In general, Andrew seems like a stand-up guy. In the aftermath which followed, he seemed generally sympathetic and kind despite being avoidant of any of my attempts to parlay. Still, the statistics he quoted didn’t seem to make sense to me, and given how quickly my presentation was deleted after voting, I never had the chance to contest. If there were 19 inappropriate votes from 19 separate individuals, I could certainly understand the hesitation.
A Modest Proposal
Though my first instinct is to argue hard any time censorship rears its ugly head, there were too many points of contention with regards to this topic.
That night, I DMed Andrew Hyde and proposed completing a rough draft of my presentation for vetting by the end of the weekend. While he didn’t express support for this option, he didn’t deter me. Rather than spend intervals of 140 characters arguing in futility, I spent the next three days slapping together a rag tag first draft.
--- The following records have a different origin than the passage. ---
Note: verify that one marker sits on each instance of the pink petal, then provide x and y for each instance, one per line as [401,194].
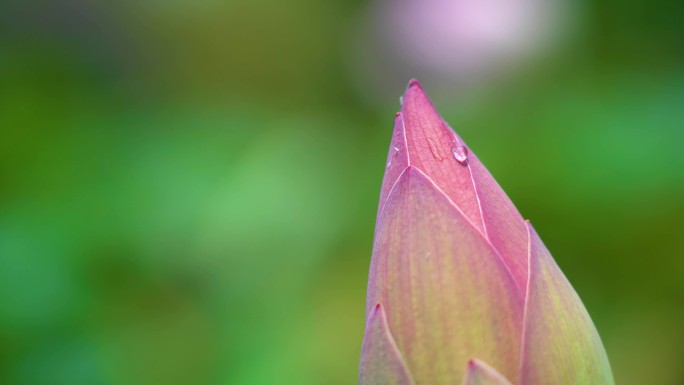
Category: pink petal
[560,343]
[447,294]
[479,373]
[381,362]
[423,139]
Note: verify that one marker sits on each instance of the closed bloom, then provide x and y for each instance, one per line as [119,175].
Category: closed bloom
[461,289]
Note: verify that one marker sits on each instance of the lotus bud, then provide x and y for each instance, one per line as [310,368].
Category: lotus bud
[461,288]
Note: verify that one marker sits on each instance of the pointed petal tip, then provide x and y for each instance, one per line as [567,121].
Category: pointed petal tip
[414,83]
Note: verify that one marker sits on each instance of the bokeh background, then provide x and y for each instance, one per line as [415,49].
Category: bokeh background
[188,189]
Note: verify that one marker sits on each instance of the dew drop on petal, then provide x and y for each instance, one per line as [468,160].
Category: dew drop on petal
[460,154]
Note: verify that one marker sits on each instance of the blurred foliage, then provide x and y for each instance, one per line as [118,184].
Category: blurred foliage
[188,189]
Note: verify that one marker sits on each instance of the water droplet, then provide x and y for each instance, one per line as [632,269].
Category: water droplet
[435,150]
[460,153]
[395,151]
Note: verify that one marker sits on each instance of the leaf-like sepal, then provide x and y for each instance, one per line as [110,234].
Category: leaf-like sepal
[479,373]
[447,293]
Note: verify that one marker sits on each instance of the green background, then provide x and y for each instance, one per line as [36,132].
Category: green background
[188,189]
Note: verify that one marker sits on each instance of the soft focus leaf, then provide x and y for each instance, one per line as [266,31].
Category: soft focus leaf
[560,343]
[447,295]
[479,373]
[381,362]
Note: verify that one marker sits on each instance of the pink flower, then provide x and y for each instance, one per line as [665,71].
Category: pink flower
[461,288]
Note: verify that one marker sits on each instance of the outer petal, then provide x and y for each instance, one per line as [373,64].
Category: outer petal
[447,294]
[504,226]
[381,362]
[479,373]
[560,343]
[423,139]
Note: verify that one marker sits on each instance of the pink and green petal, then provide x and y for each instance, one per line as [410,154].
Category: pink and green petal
[381,362]
[423,139]
[447,294]
[479,373]
[428,141]
[560,343]
[504,226]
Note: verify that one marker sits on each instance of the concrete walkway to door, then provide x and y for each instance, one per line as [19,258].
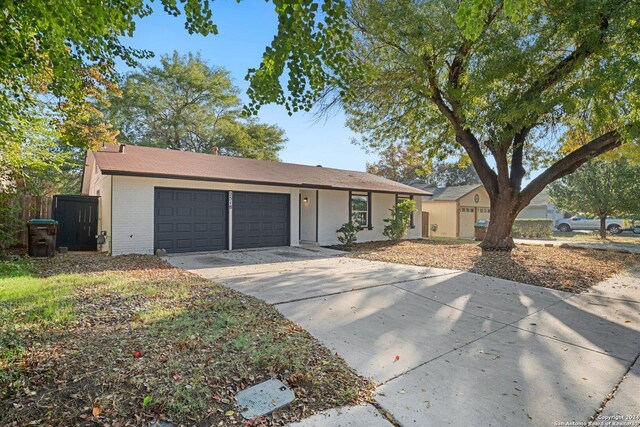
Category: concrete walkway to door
[473,350]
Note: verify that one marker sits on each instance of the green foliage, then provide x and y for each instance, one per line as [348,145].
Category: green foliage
[57,58]
[601,187]
[533,228]
[349,231]
[19,268]
[515,85]
[400,220]
[398,164]
[310,44]
[185,104]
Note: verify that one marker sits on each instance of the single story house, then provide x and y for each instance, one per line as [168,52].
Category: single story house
[453,211]
[151,198]
[541,207]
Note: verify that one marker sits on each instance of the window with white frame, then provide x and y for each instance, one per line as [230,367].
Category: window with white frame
[360,208]
[402,198]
Overall I was pleased with how it came out. There were no explicit images or language. It was reasonably well cited and designed despite the utter wealth of information.
On Friday, Mr. Hyde responded, once again denying me entry. His email was showed sympathy to my plight, but I couldn’t help but have doubts that everything was above board.
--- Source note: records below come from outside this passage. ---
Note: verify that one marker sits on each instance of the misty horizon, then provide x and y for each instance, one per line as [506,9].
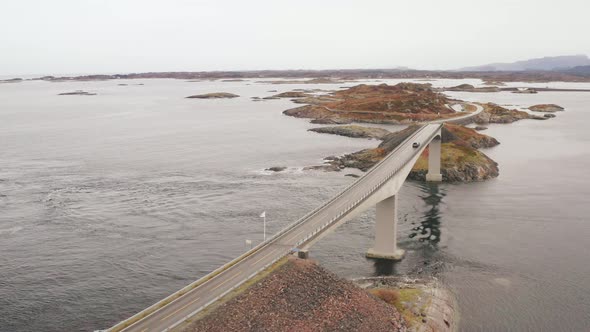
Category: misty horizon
[69,37]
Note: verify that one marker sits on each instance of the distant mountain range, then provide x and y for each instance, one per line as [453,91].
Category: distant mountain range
[555,63]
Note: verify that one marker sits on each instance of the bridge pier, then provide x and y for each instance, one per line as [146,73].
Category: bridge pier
[386,231]
[434,157]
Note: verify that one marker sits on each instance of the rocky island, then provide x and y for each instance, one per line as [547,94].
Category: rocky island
[400,103]
[546,108]
[471,88]
[353,131]
[299,295]
[77,93]
[214,95]
[461,159]
[494,113]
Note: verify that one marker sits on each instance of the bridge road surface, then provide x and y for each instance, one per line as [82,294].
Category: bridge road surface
[174,313]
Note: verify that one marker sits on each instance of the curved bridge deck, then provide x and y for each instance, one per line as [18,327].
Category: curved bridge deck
[172,311]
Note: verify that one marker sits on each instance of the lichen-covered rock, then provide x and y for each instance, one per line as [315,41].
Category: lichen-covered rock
[461,161]
[353,131]
[546,108]
[301,296]
[493,113]
[459,164]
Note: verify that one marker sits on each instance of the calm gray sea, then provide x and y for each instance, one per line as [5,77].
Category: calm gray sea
[109,203]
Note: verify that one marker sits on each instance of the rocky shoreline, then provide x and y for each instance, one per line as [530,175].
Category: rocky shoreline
[461,159]
[353,131]
[546,108]
[494,113]
[425,304]
[299,295]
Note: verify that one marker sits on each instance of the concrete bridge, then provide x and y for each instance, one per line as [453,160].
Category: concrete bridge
[378,187]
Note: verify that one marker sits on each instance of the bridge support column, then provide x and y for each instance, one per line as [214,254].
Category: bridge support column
[434,157]
[386,231]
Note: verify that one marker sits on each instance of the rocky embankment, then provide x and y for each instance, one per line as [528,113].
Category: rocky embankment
[494,113]
[353,131]
[461,161]
[301,296]
[546,108]
[214,95]
[400,103]
[424,303]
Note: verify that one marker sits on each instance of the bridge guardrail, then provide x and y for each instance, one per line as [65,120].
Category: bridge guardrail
[171,298]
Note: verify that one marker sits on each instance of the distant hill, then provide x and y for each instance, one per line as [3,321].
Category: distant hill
[578,71]
[559,63]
There are plenty of factors in why a presentation might not make it: lack of popularity, withdrawal by the presenter, and inappropriate content or topic are the big three. The third is the reason I was under such scrutiny and I was well-aware that my denial was a possibility. All I wanted was the semblance of a fair trial, especially given the length to which I had gone to allay fears and worries.
At Ignite Boulder III, Jo Seymour (@mediamum) did an excellent presentation on breast feeding under the guise of a presentation on boobs. Pandering to a mostly male tech crowd certainly helps in that regard, but the fact remains that her presentation was the best of the night and remains perhaps the best Ignite Boulder presentation so far.
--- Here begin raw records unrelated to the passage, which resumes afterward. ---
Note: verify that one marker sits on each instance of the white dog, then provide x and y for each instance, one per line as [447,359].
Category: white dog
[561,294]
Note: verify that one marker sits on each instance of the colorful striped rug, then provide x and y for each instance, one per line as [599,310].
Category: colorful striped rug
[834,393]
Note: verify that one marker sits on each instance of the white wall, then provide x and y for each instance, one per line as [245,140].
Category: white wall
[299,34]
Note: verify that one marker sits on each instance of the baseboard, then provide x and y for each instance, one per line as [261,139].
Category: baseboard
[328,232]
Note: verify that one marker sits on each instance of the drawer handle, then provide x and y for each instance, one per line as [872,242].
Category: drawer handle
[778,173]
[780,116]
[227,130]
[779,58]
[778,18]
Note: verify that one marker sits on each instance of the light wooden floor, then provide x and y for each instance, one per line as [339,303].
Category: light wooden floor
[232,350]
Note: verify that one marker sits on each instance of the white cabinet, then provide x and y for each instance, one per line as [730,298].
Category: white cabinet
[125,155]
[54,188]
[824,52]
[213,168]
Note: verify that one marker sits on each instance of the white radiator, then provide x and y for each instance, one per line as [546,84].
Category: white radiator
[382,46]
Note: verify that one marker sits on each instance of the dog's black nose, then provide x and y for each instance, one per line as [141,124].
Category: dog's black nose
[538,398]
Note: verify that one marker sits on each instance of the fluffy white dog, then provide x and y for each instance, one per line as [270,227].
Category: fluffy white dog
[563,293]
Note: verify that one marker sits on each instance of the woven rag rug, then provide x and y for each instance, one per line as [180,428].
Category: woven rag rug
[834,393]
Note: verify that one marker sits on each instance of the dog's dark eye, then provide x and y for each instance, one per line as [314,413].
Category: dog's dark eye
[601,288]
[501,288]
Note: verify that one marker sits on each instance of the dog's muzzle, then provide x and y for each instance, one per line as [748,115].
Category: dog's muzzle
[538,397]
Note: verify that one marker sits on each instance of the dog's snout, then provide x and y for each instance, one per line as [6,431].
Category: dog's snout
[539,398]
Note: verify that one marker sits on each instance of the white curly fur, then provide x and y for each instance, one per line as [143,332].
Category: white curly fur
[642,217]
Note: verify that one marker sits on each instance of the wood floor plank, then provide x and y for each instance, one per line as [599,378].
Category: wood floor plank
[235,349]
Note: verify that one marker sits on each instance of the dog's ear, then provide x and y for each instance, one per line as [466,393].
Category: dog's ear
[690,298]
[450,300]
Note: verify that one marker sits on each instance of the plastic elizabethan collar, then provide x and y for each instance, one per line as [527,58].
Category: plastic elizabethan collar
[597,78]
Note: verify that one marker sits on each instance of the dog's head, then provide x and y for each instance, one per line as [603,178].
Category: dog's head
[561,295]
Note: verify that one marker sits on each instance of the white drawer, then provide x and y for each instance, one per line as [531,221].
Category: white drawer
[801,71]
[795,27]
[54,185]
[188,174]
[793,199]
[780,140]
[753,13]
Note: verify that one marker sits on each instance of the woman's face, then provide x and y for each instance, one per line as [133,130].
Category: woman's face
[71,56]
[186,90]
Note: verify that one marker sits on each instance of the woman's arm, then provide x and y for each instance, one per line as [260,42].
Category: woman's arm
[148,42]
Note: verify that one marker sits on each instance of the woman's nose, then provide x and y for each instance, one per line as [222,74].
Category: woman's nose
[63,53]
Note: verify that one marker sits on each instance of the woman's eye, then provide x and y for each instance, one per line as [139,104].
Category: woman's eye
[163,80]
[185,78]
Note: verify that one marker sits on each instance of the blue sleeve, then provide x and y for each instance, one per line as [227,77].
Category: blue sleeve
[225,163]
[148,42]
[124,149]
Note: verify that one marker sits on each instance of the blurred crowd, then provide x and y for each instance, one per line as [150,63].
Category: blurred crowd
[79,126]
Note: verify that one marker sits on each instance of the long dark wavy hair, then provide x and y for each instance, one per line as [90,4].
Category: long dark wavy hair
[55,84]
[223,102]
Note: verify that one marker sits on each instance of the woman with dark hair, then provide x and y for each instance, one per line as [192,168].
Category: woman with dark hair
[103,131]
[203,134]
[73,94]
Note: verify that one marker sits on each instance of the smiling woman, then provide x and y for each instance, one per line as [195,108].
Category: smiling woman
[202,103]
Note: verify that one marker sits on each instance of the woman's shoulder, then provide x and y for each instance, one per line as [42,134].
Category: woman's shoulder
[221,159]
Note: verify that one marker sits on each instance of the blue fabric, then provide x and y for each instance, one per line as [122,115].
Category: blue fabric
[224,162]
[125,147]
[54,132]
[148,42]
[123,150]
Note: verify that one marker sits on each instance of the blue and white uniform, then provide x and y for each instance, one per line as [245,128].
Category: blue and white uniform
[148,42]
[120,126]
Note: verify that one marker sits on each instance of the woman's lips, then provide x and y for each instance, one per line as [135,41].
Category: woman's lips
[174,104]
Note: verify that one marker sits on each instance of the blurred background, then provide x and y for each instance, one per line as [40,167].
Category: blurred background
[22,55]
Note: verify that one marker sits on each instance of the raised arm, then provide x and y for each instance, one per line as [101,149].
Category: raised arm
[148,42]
So why is circumcision such a taboo topic if breast feeding isn’t considered inappropriate? After all, they’re both medical discussions. They both have heavily perpetrated myths and opinions muddying them. And they’re both centered on the treatment of genitalia.
It’s hard for me not to feel as though elements of sexism weren’t at the root of this decision.
When I pointed these arguments out to Andrew, he said, “I ran it by the planning group, which thought a ‘above the waist’ rule should be in effect for presentations.” In another email, he explained in simple mathematics: “Boobs = legal to show in boulder. Below the waist of both sexes = sex offender list.”
That last statement utterly confuses me, as my presentation contained no imagery of genitalia. When I reminded him of that, he told me it was irrelevant to the argument, a point which has left me fuming for the last week.
I can’t help but feel disheartened and dejected to miss out on this Ignite. I can’t, however, in good conscience, participate given my current state of mind. I’ve given away my ticket to go along with my hope and respect, and though I know many of my friends will be in attendance, I simply don’t feel I belong there.
I had originally planned to post my presentation along with this retelling, but upon hearing of my plight, a friend suggested I might submit it to Ignite Denver. It’s possible I’ll try that, but for now, it’ll sit on the back burner.
I can only hope that the presentation at Ignite Boulder V go well and that the cabal behind such a fascinating event can learn from this ordeal. Hopefully, they’ll never need to censor a presentation, and perhaps even more, never needlessly censor one as well.